Le ciel se couvrait rapidement de gros nuages violets. Prémices inquiétants au cœur de Fatma car ils annonçaient la chaleur, la moiteur, la lourdeur, bref l’asphyxie doucereuse de Nouakchott après la pluie. Ce soir, Mohamed aurait sa crise d’asthme et ne pourrait pas venir ou choisirait d’aller chez son ex-femme, chez laquelle il pouvait entrer et sortir à sa guise. Manger, boire le thé et se mettre à l’aise.
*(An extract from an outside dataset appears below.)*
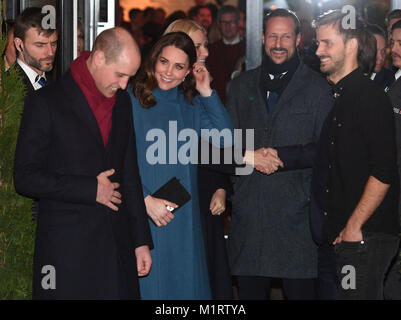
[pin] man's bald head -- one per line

Une partie de jambes en l’air ne dérangerait même pas l’atmosphère de la maison, pensa méchamment Fatma.

Cette femme habitait seule et était d’origine malienne. Mohamed se défendait d’être encore amoureux d’elle, mais Fatma savait, comme seule une femme devinait ce genre de choses, qu’il mentait. Consciemment ou pas. Mais il mentait.

Que ne donnerait-elle pas pour avoir une peau plus ambrée, des cheveux plus bouclés ! Comme elle regrettait d’être allée à l’école, d’avoir eu son doctorat, d’être si blanche, d’avoir des cheveux si lisses.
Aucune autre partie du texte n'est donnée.